Sony is killing discs โ and showing us why itโs a terrible idea
The future of video game preservation just took a major hit. This morning, Sony announced that, starting in January 2028, the company will no longer produce physical PlayStation discs, which means tha
The future of video game preservation just took a major hit. This morning, Sony announced that, starting in January 2028, the company will no longer p
Read Full Story at The Verge โWhy This Matters
Sonyโs decision to phase out physical PlayStation discs isnโt just a corporate shiftโitโs a stark reminder that digital-only ecosystems erode long-term access to culture. When proprietary formats become the only option, future historians, archivists, and even casual players may struggle to preserve or even encounter older titles, turning video games from a shared heritage into a paid subscription to the past.
Background Context
Physical media has been the backbone of game preservation for decades, offering a tangible, offline backup that outlasts corporate servers and licensing agreements.
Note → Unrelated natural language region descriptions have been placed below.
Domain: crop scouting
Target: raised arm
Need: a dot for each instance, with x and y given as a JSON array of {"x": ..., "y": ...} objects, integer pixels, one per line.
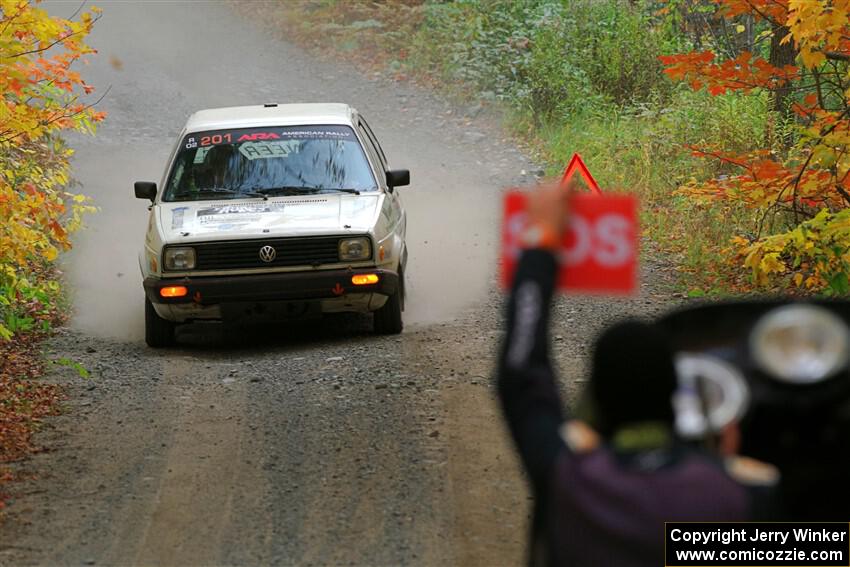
[{"x": 526, "y": 383}]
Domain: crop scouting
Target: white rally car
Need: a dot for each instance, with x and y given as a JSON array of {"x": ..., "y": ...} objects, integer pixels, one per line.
[{"x": 274, "y": 211}]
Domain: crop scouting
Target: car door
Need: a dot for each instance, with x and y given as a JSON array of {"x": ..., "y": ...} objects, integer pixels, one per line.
[{"x": 392, "y": 209}]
The shift mirrors Hollywoodโs gradual abandonment of Blu-rays, but gamingโs reliance on proprietary DRM and region-locked storefronts makes the loss of discs far more consequentialโespecially for indie developers whose work often exists solely on physical releases.
What Happens Next
Expect a surge in third-party re-releases of classic Sony titles as collectors and preservationists scramble to secure copies before supply dries up. Meanwhile, the gaming community will likely splinter further between those with the means to maintain private libraries and those left dependent on an increasingly fragile digital ecosystem. Regulators may eventually step inโbut not before years of legal gray areas leave archivists in limbo.
Bigger Picture
This aligns with a broader tech industry push toward cloud-first, subscription-based entertainment, where ownership is a relic. As physical media fades, the power to dictate what survivesโand what gets memory-holedโconsolidates further into the hands of a few corporations, raising urgent questions about who controls the narrative of digital culture.